Por otro lado, la vicepresidenta segunda del Congreso de los Diputados, Ana Pastor, aprovechó la inauguración de la jornada para reprochar al partido en el Gobierno no haber aplicado la Ley de Ordenación de las Profesiones Sanitarias (LOPS), que ella misma redactó en parte, en lo que se refiere a regular la “estructura general” de la formación de los profesionales sanitarios y a establecer un “registro profesional” que permita “hacer efectivas” las prestaciones sanitarias.

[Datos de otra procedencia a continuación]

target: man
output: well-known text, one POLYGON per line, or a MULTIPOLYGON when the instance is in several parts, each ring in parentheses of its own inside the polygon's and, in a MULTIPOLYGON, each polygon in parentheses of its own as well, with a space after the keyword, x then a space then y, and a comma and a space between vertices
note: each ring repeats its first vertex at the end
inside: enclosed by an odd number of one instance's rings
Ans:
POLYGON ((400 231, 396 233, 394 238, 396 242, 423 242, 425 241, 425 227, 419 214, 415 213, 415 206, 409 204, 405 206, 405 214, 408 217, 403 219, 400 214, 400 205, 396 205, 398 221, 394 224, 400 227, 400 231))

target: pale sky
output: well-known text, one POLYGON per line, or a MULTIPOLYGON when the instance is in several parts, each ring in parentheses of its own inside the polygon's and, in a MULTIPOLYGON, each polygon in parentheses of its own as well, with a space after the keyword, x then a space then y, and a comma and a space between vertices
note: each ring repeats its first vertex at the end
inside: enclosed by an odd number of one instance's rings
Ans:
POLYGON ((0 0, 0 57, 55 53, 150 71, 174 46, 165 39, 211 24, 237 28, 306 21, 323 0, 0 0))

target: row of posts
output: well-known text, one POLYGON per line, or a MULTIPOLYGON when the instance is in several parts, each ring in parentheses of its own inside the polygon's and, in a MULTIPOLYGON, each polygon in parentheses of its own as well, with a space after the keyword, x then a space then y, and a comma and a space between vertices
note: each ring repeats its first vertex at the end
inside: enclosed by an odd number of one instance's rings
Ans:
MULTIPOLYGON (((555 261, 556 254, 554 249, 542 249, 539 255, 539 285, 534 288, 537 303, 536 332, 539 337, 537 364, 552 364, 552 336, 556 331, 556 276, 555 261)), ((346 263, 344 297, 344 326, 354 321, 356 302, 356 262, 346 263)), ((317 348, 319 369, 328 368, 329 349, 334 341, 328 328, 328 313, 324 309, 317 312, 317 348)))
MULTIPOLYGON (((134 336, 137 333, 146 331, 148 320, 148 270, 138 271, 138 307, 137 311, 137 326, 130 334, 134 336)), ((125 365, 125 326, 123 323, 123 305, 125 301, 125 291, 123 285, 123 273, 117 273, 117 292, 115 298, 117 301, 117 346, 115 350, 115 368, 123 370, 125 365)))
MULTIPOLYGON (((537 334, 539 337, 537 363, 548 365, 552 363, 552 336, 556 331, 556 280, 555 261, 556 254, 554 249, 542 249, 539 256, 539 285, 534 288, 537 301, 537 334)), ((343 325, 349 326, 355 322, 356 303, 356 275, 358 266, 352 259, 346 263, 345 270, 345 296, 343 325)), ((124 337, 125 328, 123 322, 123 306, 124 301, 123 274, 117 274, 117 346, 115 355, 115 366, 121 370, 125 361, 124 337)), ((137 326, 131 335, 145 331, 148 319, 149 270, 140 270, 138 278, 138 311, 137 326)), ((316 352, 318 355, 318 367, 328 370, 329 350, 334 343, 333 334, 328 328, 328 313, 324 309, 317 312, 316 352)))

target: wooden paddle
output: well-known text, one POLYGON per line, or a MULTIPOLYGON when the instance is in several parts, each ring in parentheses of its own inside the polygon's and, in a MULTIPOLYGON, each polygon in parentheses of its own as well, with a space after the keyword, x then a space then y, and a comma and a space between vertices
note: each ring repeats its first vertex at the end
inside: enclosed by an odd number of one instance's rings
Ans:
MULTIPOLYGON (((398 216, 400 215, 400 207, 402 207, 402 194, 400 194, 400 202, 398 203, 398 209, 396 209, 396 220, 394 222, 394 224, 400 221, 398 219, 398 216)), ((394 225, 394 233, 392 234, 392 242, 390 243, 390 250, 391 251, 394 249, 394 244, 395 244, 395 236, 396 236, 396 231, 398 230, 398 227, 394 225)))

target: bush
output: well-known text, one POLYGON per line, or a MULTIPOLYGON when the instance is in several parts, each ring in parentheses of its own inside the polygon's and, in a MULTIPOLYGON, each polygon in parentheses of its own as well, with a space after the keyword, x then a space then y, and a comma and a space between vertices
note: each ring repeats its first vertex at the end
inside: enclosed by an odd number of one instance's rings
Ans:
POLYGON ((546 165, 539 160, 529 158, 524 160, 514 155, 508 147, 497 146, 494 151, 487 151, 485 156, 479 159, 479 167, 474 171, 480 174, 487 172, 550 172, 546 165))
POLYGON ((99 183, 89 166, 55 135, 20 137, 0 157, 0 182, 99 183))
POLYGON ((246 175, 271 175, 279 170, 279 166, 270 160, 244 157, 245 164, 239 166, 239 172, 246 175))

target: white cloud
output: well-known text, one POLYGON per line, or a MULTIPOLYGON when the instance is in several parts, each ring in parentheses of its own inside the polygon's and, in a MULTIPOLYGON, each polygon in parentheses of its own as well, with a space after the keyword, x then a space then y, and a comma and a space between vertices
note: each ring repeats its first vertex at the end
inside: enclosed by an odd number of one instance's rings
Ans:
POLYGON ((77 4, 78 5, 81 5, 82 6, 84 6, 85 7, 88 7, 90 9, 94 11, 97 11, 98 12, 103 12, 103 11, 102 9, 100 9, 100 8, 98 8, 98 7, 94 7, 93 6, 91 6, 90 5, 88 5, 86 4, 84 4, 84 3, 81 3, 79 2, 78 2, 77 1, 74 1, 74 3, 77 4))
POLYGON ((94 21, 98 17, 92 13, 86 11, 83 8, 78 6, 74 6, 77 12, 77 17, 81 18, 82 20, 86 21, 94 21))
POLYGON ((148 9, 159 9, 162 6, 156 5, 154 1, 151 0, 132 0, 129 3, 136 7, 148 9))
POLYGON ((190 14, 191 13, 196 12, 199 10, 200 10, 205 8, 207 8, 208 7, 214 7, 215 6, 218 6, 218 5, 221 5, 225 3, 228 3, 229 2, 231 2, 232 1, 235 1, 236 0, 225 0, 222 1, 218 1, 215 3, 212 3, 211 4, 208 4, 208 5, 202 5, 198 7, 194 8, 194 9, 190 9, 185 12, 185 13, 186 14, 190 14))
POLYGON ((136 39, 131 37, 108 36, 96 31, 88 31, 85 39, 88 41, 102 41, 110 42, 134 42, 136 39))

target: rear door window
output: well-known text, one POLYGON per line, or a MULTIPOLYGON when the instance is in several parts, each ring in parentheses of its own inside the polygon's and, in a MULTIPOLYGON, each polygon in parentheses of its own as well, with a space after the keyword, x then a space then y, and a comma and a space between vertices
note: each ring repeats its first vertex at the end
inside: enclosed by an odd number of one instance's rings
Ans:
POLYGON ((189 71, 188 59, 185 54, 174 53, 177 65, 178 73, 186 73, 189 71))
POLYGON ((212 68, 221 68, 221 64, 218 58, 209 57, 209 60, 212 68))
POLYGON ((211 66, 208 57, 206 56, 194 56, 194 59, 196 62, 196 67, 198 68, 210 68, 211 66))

De hecho, Pastor reprobó la conducta del Gobierno central por cuanto parece rehuir a la sanidad privada cuando debería fomentar una “evaluación continua de su calidad” así como velar por el “desarrollo profesional”, incluida la formación, acreditación y reacreditación, de los profesionales de este sector que, recordó, absorbe “el 32 por ciento de los ingresos, el 25 por ciento de las urgencias, el 40 por ciento de las intervenciones quirúrgicas y el 60 por ciento de las RMN”, además de contar con “más 56.000 camas y más de 400 hospitales”. De ahí que abogase por que las autoridades del sistema sanitario público vean en la privada un sector complementario y, en especial “en estos tiempos de crisis”, de contribución a la sostenibilidad del sistema.

En el mismo escenario el director general de Áliad, Julio González Bedia, y el director jurídico de Proyectos de esta consultora, Daniel Craven-Bartle, expusieron los resultados de gestión y formación, y de los servicios jurídicos, respectivamente, del programa Sanidad Excelente Privada.